Pada dasarnya, setiap agama mengajarkan perdamaian. Perdamaian bagi pemeluknya serta bagi sesama. Perdamaian tercipta ketika semua pihak membawa spirit nilai-nilai agama dalam setiap aktivitas kehidupannya. Jujur, adil, tidak merusak tubuh, harta dan benda seseorang merupakan salah satu nilai-nilai agama yang harus senantiasa menjadi landasan dalam setiap kehidupan seseorang.
Perdamaian tidak tercipta apabila setiap aktivitas kehidupan tidak dilandasi dengan nilai-nilai agama. Begitu pula ketika atas nama agama namun merampas hak-hak orang lain akan lebih membahayakan. Terkadang demi kepentingan segelintir seseorang agar mendapatkan simpati yang besar adalah menggunakan isu agama.

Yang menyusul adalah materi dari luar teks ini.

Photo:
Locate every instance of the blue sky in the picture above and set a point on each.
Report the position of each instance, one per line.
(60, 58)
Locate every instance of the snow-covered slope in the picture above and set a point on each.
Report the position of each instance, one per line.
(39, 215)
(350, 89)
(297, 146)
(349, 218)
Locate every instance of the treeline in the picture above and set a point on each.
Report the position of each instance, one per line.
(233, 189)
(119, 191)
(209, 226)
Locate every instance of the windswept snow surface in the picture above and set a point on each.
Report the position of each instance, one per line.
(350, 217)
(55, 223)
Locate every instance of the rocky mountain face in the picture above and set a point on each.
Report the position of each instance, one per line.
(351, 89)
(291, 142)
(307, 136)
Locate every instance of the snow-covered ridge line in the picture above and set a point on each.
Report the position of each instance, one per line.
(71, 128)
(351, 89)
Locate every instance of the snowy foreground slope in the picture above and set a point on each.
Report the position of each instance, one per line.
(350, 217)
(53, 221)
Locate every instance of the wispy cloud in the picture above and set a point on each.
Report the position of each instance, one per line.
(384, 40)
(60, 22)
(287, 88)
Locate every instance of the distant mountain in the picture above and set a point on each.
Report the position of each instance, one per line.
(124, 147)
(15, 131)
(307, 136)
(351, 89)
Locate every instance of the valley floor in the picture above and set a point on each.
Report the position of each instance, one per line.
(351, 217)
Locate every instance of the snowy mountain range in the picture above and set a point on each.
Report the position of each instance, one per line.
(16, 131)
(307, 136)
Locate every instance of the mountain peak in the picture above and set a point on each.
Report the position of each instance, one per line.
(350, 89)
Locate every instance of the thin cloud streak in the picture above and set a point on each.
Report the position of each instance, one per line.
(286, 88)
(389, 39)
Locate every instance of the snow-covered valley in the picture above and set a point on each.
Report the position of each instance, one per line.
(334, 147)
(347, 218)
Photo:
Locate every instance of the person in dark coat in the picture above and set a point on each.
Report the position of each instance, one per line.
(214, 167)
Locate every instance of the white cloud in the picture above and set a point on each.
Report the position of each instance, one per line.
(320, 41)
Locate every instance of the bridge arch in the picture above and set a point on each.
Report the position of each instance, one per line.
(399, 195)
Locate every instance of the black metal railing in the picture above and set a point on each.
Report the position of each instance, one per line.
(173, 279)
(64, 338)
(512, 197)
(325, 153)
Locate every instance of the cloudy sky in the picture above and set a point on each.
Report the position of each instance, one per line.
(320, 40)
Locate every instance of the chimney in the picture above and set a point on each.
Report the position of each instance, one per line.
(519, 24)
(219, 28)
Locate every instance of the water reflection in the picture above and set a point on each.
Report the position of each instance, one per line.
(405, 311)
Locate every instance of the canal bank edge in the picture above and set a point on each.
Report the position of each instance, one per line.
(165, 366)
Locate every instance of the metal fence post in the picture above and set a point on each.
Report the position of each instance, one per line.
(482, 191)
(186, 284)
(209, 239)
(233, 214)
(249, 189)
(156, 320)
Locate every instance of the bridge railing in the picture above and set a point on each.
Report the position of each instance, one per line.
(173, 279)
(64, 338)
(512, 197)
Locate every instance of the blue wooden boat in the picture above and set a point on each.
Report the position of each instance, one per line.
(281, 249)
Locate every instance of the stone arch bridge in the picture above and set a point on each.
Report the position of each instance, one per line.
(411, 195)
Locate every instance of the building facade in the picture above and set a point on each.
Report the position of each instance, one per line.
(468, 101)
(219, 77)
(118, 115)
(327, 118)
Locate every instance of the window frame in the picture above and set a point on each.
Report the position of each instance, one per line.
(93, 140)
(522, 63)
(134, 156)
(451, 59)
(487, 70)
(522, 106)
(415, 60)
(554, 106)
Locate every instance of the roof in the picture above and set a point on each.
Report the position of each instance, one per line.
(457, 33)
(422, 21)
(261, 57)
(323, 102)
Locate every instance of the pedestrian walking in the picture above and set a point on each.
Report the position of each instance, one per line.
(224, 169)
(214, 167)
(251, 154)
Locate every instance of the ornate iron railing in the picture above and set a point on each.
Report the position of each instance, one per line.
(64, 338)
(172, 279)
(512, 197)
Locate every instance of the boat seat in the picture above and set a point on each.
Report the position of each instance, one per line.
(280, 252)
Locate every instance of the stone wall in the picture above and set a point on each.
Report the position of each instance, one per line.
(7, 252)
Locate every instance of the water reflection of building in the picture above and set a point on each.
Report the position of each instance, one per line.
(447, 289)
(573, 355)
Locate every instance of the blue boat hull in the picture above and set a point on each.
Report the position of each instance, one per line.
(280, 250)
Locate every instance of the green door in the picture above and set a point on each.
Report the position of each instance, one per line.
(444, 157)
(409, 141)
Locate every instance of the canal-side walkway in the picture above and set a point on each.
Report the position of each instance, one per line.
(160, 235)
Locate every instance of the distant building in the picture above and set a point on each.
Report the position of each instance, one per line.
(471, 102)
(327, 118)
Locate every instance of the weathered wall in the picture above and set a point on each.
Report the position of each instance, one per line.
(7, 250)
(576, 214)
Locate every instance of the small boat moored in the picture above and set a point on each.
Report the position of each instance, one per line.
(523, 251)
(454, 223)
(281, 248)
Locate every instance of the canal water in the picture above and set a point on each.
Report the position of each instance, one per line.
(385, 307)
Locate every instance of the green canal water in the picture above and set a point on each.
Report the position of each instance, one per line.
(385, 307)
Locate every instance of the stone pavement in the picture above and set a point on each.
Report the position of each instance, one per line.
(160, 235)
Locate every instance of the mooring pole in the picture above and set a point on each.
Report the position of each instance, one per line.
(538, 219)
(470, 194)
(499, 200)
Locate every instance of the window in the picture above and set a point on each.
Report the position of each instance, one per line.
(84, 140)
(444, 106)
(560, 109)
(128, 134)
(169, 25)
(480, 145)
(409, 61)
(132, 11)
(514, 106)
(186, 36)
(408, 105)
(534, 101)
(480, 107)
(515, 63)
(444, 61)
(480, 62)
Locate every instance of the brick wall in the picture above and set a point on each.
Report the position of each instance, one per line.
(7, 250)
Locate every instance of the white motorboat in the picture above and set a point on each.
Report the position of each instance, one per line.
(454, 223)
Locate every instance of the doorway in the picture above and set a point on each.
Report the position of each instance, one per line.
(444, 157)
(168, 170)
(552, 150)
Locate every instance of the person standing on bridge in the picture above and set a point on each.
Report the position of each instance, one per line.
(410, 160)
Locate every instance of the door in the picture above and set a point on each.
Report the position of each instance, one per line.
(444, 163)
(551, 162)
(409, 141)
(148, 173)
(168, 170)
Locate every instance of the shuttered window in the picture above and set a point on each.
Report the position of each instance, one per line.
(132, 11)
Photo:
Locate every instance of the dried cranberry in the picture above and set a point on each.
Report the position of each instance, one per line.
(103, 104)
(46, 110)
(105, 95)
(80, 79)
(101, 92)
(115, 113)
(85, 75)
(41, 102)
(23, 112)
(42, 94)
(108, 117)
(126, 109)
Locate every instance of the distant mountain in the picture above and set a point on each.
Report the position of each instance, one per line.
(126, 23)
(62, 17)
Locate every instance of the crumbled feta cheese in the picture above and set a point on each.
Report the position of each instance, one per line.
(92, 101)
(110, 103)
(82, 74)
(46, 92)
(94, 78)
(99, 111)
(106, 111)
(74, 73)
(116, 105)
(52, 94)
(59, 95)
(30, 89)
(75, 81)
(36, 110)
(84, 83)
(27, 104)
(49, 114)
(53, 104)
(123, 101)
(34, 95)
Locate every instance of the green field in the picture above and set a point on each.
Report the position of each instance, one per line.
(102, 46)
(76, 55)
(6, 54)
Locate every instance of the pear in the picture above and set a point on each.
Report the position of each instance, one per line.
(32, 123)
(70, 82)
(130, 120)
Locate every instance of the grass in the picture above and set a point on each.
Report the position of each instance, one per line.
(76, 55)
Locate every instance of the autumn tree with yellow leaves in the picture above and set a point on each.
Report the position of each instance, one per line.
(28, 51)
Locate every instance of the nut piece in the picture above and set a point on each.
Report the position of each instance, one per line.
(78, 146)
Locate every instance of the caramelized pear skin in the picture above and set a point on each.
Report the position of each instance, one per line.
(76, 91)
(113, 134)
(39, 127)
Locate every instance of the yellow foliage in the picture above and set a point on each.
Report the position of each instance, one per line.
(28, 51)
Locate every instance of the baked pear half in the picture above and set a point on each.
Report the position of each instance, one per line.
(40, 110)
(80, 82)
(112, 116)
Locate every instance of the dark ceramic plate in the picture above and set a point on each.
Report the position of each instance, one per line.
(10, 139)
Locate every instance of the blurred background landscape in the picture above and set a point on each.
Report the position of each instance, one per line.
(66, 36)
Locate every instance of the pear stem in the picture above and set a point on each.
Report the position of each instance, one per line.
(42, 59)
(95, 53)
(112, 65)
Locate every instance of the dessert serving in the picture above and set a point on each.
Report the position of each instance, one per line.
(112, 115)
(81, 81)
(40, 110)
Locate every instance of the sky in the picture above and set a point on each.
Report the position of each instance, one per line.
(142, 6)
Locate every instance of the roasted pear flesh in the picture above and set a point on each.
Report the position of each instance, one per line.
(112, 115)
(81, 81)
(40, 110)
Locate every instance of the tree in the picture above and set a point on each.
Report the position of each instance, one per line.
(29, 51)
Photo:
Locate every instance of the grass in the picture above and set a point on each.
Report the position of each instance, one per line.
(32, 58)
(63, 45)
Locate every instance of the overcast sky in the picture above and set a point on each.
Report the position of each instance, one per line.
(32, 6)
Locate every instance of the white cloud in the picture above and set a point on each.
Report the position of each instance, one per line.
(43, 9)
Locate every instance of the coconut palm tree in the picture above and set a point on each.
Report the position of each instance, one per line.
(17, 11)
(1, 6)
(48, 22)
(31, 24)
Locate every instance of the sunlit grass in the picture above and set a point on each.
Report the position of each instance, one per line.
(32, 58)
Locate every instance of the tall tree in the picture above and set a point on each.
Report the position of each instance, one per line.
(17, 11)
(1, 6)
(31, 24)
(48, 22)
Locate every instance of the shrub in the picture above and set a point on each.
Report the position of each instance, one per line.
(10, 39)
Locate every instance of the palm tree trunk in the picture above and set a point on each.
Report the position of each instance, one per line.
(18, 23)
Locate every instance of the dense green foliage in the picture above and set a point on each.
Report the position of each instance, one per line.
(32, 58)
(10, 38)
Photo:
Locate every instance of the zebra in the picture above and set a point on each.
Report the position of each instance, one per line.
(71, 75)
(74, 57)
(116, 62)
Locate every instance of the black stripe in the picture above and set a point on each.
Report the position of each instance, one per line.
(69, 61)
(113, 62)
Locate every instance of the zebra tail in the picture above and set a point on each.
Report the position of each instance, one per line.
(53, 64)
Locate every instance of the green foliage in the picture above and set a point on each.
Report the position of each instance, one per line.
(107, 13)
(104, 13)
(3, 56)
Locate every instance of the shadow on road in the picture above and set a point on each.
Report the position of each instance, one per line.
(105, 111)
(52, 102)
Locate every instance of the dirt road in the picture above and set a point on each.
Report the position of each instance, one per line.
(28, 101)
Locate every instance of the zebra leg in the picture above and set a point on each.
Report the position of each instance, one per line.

Perdamaian akan tercipta apabila setiap elemen memahami secara mendalam arti sebuah agama. Agama secara substansi maupun agama secara formal harus dipahami secara bersamaan. Bukan berat sebelah, seperti halnya orang-orang yang mengampanyekan formalisasi agama untuk dijadikan sebagai sebuah produk hukum yang harus diterapkan di sebuah negara.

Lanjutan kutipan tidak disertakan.